Wednesday, December 27, 2006

Being a Kid...
What did it mean to be a kid back in the 60's ? Moving up to an oil furnace . Driving around town in my Dad's brand new 63 galaxie 500 . Meeting with the old guy down the street for milk and cookies in his kitchen by myself: My parents never met him and that was O.K. Taking two different busses in Ottawa to piano lessons with my 8 year sister when I was six years old. Seemingly some kid in many neighborhoods wearing leg braces: Polio... The sweet sounds of early Motown on the radio
late at night when I was supposed to be sleeping. Forever playing with other kids all day long somewhere out there with no adults in sight until suppertime.

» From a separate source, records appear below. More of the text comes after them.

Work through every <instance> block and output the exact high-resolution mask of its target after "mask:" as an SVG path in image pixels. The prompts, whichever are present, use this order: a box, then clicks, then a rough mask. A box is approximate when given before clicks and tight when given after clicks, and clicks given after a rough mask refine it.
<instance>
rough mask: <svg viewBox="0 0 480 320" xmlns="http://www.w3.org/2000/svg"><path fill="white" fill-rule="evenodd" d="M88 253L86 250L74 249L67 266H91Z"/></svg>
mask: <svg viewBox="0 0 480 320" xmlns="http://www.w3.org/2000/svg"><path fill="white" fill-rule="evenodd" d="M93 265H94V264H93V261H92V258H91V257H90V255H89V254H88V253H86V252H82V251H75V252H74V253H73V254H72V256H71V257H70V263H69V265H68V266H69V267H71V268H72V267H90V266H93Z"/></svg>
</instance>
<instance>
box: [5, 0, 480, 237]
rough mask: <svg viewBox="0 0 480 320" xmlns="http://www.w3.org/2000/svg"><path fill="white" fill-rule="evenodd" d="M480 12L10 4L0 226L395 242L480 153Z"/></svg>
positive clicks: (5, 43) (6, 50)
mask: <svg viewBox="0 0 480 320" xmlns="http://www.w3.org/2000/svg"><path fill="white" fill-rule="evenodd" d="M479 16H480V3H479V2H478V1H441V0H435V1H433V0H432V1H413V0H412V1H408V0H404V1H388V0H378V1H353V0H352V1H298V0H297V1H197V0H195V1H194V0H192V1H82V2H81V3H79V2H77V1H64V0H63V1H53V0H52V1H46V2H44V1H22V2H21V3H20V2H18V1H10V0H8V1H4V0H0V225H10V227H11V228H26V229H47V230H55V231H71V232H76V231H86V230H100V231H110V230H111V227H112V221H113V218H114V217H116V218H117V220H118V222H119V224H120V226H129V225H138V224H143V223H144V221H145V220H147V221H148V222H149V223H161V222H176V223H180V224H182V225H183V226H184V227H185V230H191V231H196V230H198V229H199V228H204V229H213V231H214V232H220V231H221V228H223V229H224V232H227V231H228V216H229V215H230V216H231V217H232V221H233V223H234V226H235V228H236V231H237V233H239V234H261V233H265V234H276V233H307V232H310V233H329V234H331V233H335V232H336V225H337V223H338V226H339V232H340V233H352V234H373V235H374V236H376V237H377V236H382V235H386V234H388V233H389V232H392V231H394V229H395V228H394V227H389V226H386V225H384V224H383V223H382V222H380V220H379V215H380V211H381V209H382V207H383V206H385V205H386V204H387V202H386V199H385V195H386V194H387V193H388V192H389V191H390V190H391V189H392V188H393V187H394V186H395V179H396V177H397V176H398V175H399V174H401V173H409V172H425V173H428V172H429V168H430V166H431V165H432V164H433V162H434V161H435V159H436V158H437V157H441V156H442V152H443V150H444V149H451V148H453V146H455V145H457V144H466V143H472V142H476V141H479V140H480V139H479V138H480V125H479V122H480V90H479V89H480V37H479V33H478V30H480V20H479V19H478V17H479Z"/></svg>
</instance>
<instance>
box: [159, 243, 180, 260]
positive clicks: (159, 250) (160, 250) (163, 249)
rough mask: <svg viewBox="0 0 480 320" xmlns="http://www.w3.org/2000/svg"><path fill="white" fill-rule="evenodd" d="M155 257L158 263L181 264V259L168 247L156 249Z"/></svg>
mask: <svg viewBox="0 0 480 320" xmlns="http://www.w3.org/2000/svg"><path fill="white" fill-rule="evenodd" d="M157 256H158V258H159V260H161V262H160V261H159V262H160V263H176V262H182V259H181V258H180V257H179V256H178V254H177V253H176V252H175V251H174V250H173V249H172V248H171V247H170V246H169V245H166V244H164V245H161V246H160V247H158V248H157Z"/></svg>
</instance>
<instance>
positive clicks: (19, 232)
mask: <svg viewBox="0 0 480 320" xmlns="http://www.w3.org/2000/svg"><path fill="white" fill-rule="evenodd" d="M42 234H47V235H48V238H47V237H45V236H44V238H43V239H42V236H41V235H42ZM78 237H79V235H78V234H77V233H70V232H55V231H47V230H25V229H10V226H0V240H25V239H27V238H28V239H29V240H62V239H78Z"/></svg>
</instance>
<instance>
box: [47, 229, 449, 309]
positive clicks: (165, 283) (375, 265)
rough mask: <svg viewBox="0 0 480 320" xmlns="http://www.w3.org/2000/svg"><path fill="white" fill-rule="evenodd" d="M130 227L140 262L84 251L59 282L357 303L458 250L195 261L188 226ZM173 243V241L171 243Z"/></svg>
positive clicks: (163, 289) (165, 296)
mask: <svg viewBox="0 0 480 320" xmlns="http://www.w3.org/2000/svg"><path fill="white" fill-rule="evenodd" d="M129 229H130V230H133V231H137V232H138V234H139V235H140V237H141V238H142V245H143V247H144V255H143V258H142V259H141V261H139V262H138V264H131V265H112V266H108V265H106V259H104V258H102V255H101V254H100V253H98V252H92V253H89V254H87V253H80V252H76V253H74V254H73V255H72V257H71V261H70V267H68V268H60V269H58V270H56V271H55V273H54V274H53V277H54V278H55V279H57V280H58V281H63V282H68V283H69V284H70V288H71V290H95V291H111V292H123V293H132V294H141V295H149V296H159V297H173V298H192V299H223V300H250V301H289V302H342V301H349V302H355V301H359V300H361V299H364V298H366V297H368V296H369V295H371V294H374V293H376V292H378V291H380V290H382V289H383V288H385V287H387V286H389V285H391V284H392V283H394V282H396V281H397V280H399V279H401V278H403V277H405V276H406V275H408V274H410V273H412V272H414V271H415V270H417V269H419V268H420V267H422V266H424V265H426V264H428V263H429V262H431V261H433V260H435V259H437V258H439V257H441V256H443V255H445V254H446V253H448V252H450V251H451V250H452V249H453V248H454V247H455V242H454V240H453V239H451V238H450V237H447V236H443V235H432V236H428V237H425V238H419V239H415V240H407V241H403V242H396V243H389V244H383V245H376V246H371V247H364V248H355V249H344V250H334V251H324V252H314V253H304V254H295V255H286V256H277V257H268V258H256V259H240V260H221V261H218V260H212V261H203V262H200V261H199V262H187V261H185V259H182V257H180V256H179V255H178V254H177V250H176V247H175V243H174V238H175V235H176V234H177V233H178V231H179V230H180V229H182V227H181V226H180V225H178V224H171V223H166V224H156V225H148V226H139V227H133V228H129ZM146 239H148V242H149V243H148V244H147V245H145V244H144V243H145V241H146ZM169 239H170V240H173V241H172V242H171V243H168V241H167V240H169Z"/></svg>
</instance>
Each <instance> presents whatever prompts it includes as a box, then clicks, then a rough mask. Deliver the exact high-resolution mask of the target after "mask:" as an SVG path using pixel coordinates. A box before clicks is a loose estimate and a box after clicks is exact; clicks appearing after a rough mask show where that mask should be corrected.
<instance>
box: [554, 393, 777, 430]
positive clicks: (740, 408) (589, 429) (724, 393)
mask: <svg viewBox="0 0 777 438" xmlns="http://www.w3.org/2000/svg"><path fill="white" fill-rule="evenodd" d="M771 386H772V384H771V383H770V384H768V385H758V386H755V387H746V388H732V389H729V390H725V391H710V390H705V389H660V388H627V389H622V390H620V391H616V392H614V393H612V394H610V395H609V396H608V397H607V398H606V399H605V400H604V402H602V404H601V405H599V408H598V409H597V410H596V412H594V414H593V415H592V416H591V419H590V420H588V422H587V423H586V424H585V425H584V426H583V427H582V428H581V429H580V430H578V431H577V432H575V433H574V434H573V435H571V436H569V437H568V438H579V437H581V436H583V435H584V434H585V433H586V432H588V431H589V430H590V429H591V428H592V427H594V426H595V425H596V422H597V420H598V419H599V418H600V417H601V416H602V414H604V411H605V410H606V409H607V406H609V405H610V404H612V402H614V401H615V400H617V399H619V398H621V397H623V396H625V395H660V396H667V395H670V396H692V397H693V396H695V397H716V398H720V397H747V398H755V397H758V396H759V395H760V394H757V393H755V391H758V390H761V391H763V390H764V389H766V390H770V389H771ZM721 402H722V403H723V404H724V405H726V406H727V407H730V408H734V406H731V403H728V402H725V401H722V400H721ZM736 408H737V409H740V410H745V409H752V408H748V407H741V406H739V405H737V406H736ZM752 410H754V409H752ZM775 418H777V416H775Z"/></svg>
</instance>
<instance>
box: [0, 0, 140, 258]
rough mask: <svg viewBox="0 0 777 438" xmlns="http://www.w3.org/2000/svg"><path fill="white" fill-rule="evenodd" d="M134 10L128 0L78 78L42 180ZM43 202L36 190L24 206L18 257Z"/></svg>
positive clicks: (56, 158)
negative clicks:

We made our own rules of co-existence, organised our own games and used long forgotten terminology and phrases such as " fair fighting " or " Johnny and Mary ( any names will suffice ) sittin in a tree, k.i.s.s.i.n.g.
first comes love, then comes marriage, then comes baby in a baby carriage..." A time when children ran free, watched one black and white channel on T.V. ( if you had one ) No porno videos, no Howard Stern, just that tough kid down the block who swore, not to communicate so much as a badge of his status. It was a time of innocence that is lost ...and no...it cannot be recreated. The poster says now " It takes a Communiy to Raise a Child " . Back when I was a kid, the poster would have been pointless, everyone just lived that way.

Sunday, December 17, 2006

The Bug...

There are things your kids might not forgive you for, but I hope this isn't one of them.
The nickname given to Meredith as a baby was " The Bug ". At many points when she was a baby, we stopped calling her
Meredith and simply said things like, " whoops we can't leave yet, I forgot to put the bug in the car.
Life is a series of transitions. First it was my kids going to school for the first time. Kindergarten:
out of my sight , with someone else during the day. Then adolescence, camps: gone for a week.
basketball tournaments in another city overnight in the states. Now my daughter in Europe who has returned.
I love her dearly, I miss her when she is not here and I love spending time with her. I can see... me ,... her mom,
the Irish and the Scot come out in her at different times and I celebrate all of those things ( yes, the scottish bits too )
I am so proud of Meredith ( bug ) and the new relationship that we are building.
But...I now know that there is new adulthood about her that creates a new sense of ownership in her own life.
It is a new sense of separation that makes us strangely closer in a different way now. She is the pathfinder, the "trailblazer"
if you will, for the other children I have. They too will experience this even if they return and live close to me or with
me during their college years. Then I will have a transition because of the so much and so many years that have been poured into them at close proximity. I will look over my shoulder and see that they are gone...No they haven't left the love of their father and they are very loyal in all of this, but their lives are so much more theirs and so yes...they are gone.
THAT will be a much more challenging time of transition for me than raising them ever was.